Il bresciano si è giocato il successo con il norvegese Ullevålseter (KTM), due volte vincitore del rally che sulla carta è più semplice della corsa originaria, ma che resta una gara di seimila chilometri, molto dura in termini di guida e di navigazione. Lo dimostra il distacco subìto dal terzo classificato, il bravo Simone Agazzi, a due ore e 28 minuti. Bravo “Bottu”! Lui è un vero appassionato e con un cuore generoso.
E Dutto? In quanto a passione e cuore Nicola non è certamente secondo a nessuno, però non è bastato: la sua prima Dakar, la prima in assoluto anche per un pilota paraplegico, è finita amaramente dopo la quarta tappa per una assurda decisione della direzione di gara. Nicola ha spiegato al nostro inviato Batini come sono andate le cose, l’intervista è sul sito: alla Dakar, in caso di necessità, è possibile uscire dalla speciale con una forte penalizzazione, perdendo ogni ambizione di classifica ma restando in gara con l’obiettivo di concludere il rally. Invece il nostro pilota, che ha seguito alla lettera le indicazioni dei commissari (e nessuno lo ha smentito), al bivacco è stato estromesso per un evidente errore di procedura. Il gigantesco sforzo di Nicola, mesi di duro lavoro fisico e il grosso investimento finanziario condiviso con i suoi sponsor, è finito calpestato dal pressapochismo dei francesi. E il rammarico è grande, perché tutti gli appassionati seguivano con entusiasmo la gara di Nicola Dutto e dei suoi tre “angeli custodi motorizzati”; però, dico la verità, la vicenda mi ha sorpreso fino a un certo punto.

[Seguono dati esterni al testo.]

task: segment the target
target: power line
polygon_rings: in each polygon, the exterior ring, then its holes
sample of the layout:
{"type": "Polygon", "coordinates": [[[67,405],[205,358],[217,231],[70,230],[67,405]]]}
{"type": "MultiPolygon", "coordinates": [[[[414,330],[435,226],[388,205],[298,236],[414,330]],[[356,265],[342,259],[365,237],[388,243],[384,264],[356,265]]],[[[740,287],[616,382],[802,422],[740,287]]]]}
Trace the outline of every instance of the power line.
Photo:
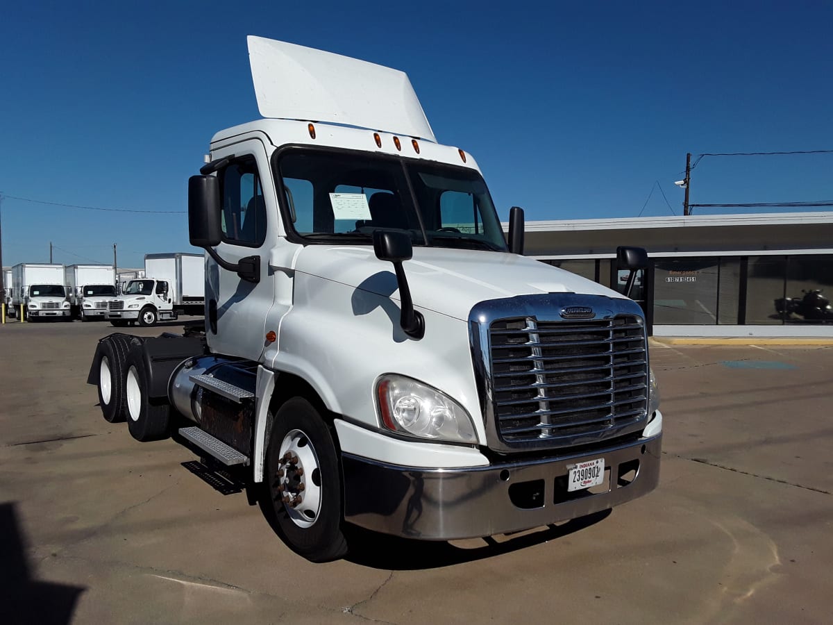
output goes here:
{"type": "MultiPolygon", "coordinates": [[[[691,169],[697,167],[697,163],[704,156],[781,156],[789,154],[833,154],[833,150],[792,150],[791,152],[715,152],[698,154],[697,159],[691,165],[691,169]]],[[[693,204],[692,204],[693,206],[693,204]]]]}
{"type": "Polygon", "coordinates": [[[79,206],[77,204],[65,204],[62,202],[46,202],[45,200],[36,200],[31,198],[21,198],[16,195],[7,195],[6,193],[2,194],[3,198],[8,198],[9,199],[20,200],[21,202],[31,202],[34,204],[48,204],[49,206],[61,206],[66,208],[82,208],[87,211],[107,211],[110,212],[144,212],[144,213],[155,213],[160,215],[180,215],[187,212],[187,211],[140,211],[134,208],[105,208],[97,206],[79,206]]]}
{"type": "Polygon", "coordinates": [[[810,208],[821,206],[833,206],[833,200],[822,202],[758,202],[745,204],[689,204],[701,208],[810,208]]]}
{"type": "Polygon", "coordinates": [[[88,258],[86,256],[81,256],[81,254],[77,254],[74,252],[70,252],[68,249],[64,249],[63,248],[58,248],[57,245],[52,244],[52,248],[60,252],[63,252],[65,254],[69,254],[70,256],[74,256],[77,258],[81,258],[82,260],[89,261],[90,262],[95,262],[97,265],[106,265],[106,262],[102,262],[95,258],[88,258]]]}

La direzione di gara alla Dakar è stata così fin dagli albori: approssimativa e tirannica. Thierry Sabine, il fondatore del Rally alla fine degli anni Settanta, sull’autorità assoluta giocava parecchio: era carismatico e tenace, bisogna riconoscerlo, e fu capace di mettere insieme una bella impresa; ma un po’ per necessità e un po’ per gusto personale aveva impostato le regole su un unico principio: qualsiasi cosa sia scritta sul regolamento, alla fine decido io. Probabilmente era giusto così, perché portare un migliaio di persone nel Sahara è una responsabilità enorme, e non puoi perdere tempo in discussioni. Certe volte bisogna prendere una decisione in pochi secondi, e una persona sola fa più in fretta, però si arrivava a situazioni assurde: piloti come il figlio della Thatcher “dimenticati” nel deserto per far parlare i giornali europei, controlli di passaggio spostati a bella posta per penalizzare questo o quello, equipaggi estromessi e poi riammessi senza spiegazioni, favoritismi palesi alle Case e ai piloti di Francia. Tutto “ad capocchiam”, e ogni protesta otteneva sempre la stessa risposta: “C’est le Dakar”. Questo è il rally della Dakar, prendere o lasciare.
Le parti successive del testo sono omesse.